Cada flor propõe um encontro com um modo de expressão de uma epiderme
e uma violência que lhe perpassa. Pode-se dizer que esse conjunto de flores compõem
uma lista taxonômica de epidermes cujos revestimentos são trazidos junto com aquilo
que lhes corta, lhes sulca, “que atravessa o coração das violetas” (BELLATIN, 2009,
p. 66).
Flores vai despetalando as epidermes, uma a uma, ao mesmo tempo em que
refaz outras epidermes, indefinidas. Nas palavras de Bruno Latour em Como falar do
corpo (2008, p. 39), “não faz sentido definir o corpo directamente, só faz sentido
sensibilizá-lo”. E já que não é uma questão de definição, o que escrita-pesquisa deve
fazer?
Definir e atestar o que é o corpo e o que é a sua epiderme, cria polos e faz
permanecer corpo e epiderme desarticulados ou inarticulados, mas aquilo que se
articula é o “que aprende a ser afectado pelos outros – não por si próprio” (LATOUR,
2008, p. 43, grifo do autor). Portanto, em vez de definir e atestar, num movimento
linear, escrita-pesquisa deve fazer os corpos e epidermes articularem-se, serem
afetados e afetar uns aos outros, criar terrenos de atuações para ambos, novas
habitações para ambos.
Sondar. Sondar é uma boa palavra. Sondar corpos e epidermes. Se Latour
(2008) estivesse sondando o corpo, ele o faria sensibilizar, mas com o quê? Em seu
texto, ele o faz primeiro com a aposta em seu antônimo. Qual é o antônimo de corpo?
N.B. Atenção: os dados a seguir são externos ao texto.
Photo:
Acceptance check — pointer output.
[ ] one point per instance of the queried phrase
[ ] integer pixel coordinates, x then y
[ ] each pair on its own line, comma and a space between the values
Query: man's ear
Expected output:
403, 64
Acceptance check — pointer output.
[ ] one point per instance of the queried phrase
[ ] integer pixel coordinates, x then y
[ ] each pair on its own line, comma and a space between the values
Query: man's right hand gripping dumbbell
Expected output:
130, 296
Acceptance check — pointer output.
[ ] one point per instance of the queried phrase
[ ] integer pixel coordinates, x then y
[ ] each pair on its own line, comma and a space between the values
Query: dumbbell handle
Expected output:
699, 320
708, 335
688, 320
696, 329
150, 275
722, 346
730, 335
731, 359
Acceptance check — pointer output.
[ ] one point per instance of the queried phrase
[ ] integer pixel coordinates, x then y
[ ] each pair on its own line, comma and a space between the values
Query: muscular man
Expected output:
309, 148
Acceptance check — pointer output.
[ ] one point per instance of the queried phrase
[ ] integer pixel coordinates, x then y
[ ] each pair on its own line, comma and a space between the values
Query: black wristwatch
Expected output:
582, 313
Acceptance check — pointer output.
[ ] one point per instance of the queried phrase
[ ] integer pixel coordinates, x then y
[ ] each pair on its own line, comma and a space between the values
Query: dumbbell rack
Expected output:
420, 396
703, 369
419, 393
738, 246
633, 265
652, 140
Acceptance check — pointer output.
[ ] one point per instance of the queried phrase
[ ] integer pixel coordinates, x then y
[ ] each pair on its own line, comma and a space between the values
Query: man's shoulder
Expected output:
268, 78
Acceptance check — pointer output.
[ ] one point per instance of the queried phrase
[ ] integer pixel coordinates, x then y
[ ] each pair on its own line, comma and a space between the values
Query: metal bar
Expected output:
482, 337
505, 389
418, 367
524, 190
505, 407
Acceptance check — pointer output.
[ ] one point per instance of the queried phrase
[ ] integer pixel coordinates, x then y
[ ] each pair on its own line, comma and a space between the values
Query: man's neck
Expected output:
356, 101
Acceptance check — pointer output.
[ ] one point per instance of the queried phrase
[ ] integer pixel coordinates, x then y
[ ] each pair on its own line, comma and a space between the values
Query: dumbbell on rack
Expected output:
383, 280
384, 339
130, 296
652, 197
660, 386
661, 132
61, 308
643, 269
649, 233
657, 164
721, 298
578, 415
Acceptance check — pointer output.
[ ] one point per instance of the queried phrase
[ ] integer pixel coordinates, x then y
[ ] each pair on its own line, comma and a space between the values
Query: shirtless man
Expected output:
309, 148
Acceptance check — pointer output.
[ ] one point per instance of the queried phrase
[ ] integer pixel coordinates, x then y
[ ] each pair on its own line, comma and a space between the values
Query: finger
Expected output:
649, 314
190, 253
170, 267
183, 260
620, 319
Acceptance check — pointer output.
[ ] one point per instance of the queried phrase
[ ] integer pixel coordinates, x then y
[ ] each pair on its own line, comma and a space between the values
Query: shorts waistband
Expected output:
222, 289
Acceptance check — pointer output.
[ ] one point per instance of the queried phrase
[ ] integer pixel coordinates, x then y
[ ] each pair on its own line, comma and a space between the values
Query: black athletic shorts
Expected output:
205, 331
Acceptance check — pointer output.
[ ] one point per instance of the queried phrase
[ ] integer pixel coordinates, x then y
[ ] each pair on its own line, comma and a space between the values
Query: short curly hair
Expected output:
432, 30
– ele pergunta. E a partir dessa questão inicial, faz, então, o corpo sensibilizar com os
cheiros, no caso da produção de narizes para os testes de fragrâncias das indústrias
farmacêuticas e de cosméticos; com aquilo que ele diz ser uma “conversa de corpo”:
ser afetado – com articulações, mediações, proposições, controvérsias, com o que é
interessante, está em risco, recalcitrante, científico, com as paixões, política,
reducionismos, neurofilosofias, TACs e, por fim, uma vida.
Escrita-pesquisa terá de fazer corpo e epiderme sondar com algo. Estar à
espreita é o movimento em que ela se coloca.
2. Células urticantes?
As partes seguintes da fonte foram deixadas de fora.